10002 The hidden database

A long due update

A while back I setup influx DB to store the sensor and activity data on my smart home system. And i thought the raspberry pi 3 was not enough to run the server anymore. And moved to a NUC and all was fine.

But recently I wanted to upgrade from Ubuntu 18 to 20 and thought about making an image of the SSD first, as a quick and easy way to restore in case of problems.

It wrote how much?

When I checked the drive status … what do I see? Total writes to the disk – 288 TB. Yes, that is 288 terra bytes. A check with IOTOP shows that there is indeed a periodic high CPU and write to the disk from influx, some MB/s which is not really accounted for by how much sensor data is really gathered.

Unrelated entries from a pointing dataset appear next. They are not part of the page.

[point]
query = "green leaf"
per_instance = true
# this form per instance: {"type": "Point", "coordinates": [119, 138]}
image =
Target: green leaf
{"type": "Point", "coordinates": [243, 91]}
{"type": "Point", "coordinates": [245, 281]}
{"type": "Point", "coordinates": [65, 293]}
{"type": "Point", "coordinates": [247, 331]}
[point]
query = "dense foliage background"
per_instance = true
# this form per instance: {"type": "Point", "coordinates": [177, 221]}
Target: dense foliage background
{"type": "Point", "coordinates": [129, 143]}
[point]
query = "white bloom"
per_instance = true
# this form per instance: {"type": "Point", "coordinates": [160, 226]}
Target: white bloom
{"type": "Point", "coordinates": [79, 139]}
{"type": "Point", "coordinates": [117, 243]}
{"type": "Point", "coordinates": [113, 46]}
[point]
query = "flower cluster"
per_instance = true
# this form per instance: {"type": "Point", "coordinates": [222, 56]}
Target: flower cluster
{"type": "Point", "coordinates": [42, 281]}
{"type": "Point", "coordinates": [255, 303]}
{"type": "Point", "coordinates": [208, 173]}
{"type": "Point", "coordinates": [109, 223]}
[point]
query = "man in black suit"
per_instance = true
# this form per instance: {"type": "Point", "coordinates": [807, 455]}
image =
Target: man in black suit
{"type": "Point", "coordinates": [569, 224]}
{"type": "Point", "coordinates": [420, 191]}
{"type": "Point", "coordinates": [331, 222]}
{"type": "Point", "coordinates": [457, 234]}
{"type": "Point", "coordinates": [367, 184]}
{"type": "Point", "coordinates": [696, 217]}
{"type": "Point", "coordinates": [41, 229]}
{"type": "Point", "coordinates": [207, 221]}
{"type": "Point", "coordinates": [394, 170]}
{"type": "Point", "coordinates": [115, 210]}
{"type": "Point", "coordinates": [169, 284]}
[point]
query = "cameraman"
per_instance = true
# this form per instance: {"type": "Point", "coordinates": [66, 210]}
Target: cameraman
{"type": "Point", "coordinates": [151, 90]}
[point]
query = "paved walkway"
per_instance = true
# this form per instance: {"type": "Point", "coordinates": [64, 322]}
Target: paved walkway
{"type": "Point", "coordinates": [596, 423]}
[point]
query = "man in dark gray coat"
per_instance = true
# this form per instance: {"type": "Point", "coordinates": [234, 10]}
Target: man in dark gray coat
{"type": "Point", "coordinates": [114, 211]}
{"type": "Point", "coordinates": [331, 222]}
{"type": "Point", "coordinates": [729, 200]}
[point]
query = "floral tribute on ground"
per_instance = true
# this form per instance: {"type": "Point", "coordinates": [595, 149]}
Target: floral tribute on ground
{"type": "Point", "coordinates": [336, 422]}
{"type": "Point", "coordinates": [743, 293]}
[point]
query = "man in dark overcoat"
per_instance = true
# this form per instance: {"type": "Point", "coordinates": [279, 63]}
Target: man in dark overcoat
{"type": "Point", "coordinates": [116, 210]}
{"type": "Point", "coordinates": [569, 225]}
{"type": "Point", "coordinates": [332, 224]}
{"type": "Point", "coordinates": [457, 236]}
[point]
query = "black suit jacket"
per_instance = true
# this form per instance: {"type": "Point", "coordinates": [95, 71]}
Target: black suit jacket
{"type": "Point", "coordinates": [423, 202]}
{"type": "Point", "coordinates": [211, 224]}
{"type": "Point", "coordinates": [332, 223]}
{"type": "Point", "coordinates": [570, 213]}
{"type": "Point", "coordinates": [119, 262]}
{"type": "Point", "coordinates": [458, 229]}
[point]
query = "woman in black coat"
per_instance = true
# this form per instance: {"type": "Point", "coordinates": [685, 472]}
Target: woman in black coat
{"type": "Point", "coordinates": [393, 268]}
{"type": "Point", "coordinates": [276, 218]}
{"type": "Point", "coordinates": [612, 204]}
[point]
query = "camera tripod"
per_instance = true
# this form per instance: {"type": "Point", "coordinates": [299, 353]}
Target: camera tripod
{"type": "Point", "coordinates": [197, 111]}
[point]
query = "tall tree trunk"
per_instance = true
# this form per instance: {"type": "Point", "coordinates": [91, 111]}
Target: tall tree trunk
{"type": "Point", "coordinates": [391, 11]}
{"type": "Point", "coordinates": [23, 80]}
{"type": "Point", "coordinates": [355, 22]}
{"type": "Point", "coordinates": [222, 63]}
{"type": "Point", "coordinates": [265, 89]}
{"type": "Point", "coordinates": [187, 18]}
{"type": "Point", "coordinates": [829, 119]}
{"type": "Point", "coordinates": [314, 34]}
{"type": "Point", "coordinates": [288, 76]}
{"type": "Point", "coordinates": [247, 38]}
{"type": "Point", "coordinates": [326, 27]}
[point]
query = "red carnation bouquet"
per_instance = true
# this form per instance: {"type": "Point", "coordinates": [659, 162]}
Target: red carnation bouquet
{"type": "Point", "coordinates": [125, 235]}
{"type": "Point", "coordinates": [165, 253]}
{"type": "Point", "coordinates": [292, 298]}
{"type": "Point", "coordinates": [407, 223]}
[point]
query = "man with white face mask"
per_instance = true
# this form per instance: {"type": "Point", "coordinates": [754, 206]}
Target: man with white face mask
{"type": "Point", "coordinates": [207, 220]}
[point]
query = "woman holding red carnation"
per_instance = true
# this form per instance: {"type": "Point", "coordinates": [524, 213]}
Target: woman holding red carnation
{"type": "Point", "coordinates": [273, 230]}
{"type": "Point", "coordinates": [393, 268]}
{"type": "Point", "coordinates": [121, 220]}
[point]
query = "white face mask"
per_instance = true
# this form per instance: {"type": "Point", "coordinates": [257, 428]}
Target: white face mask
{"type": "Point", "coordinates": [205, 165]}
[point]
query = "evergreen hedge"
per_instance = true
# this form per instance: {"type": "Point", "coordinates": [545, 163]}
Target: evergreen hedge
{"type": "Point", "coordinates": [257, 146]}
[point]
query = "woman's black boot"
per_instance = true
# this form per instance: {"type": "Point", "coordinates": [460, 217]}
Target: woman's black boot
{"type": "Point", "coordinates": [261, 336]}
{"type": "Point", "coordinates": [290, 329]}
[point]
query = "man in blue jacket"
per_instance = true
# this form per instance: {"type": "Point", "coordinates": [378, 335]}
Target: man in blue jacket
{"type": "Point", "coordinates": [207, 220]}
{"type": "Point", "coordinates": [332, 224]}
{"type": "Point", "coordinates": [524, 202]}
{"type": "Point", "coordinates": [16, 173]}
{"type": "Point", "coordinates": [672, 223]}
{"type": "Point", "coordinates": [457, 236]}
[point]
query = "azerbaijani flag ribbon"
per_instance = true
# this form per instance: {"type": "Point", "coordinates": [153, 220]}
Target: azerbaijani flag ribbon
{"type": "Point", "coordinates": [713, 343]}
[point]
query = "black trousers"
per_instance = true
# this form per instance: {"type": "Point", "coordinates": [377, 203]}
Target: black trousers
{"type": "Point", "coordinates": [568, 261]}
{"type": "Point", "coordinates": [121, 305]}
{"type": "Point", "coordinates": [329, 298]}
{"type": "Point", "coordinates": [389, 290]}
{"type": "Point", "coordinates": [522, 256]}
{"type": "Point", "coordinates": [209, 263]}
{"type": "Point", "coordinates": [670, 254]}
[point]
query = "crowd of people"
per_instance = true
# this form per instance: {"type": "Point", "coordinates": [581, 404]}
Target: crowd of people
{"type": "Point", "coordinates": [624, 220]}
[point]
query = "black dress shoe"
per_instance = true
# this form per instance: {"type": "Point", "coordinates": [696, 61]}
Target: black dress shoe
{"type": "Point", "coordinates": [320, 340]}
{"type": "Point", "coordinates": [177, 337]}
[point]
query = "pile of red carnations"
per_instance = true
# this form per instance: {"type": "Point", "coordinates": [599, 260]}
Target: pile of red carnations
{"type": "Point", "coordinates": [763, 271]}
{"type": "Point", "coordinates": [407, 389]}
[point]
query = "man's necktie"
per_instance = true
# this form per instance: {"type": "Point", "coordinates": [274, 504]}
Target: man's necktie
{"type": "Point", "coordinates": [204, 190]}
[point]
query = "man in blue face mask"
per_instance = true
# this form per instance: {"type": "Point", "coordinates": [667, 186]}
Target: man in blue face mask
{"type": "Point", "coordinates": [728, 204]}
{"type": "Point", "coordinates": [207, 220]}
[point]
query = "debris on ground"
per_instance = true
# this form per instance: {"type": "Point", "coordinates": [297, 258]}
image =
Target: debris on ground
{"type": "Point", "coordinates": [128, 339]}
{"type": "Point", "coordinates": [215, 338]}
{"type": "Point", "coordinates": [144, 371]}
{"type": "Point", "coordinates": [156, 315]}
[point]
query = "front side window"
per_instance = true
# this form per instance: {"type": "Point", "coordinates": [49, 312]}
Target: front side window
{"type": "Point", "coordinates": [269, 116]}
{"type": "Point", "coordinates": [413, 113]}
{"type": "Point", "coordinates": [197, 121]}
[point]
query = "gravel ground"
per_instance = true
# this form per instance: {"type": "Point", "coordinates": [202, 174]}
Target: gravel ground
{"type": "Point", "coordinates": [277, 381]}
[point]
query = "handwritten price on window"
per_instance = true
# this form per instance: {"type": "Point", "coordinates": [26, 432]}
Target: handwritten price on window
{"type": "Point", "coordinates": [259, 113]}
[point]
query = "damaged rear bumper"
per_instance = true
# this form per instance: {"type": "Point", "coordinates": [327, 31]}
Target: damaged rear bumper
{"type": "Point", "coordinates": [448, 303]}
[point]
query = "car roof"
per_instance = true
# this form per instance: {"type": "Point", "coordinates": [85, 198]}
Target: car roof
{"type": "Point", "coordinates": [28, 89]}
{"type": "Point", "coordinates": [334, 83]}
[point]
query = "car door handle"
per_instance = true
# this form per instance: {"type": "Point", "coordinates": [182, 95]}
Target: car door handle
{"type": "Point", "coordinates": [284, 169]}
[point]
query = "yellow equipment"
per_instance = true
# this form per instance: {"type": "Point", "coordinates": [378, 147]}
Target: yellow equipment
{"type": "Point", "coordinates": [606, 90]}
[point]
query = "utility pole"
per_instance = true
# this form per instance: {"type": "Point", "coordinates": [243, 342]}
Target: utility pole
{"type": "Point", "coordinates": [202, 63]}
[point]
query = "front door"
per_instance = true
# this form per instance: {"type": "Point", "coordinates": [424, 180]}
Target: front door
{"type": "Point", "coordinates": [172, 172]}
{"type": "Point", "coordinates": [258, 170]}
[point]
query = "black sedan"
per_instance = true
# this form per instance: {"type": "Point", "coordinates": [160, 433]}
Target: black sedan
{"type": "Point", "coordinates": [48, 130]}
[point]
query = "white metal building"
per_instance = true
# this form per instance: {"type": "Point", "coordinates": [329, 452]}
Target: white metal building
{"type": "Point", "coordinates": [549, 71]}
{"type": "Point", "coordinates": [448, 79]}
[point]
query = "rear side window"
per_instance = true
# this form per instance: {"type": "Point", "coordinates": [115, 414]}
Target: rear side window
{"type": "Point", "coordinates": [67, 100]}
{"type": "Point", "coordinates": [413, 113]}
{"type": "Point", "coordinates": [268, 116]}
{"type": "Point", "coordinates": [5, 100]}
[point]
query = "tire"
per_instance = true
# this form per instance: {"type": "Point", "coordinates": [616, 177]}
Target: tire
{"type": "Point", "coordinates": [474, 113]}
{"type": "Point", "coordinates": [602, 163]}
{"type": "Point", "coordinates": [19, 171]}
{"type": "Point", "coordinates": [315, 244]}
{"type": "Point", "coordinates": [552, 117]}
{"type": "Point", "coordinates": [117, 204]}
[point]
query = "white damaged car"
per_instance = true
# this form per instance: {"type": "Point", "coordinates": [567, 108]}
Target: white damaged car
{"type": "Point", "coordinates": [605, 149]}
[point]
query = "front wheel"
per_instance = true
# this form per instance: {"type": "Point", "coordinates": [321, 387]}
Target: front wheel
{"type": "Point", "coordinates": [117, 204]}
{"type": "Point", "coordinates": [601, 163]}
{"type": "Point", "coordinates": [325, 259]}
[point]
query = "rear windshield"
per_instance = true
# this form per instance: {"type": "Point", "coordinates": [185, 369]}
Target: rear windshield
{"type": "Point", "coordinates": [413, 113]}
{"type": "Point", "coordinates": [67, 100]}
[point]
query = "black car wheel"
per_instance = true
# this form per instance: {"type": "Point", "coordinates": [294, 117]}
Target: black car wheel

So on to investigating – quickly see that Influx has an internal database where it stores time series data regarding its operation parameters. And boy does it save a lot of parameters. Checking the size – indeed the internal database is 2.4GB, which can explain the rather large writes to the disk every 10 seconds. “InfluxData does not recommend using the _internal database in a production cluster. It creates unnecessary overhead…”. Well, maybe they should not have enabled it by default. So on to disabling it.

After the fix

The pictures speaks for itself: CPU load and temperature were reduced, there is more free RAM and large disk writes are gone.

So moral of the story: make sure to disable the internal influx database.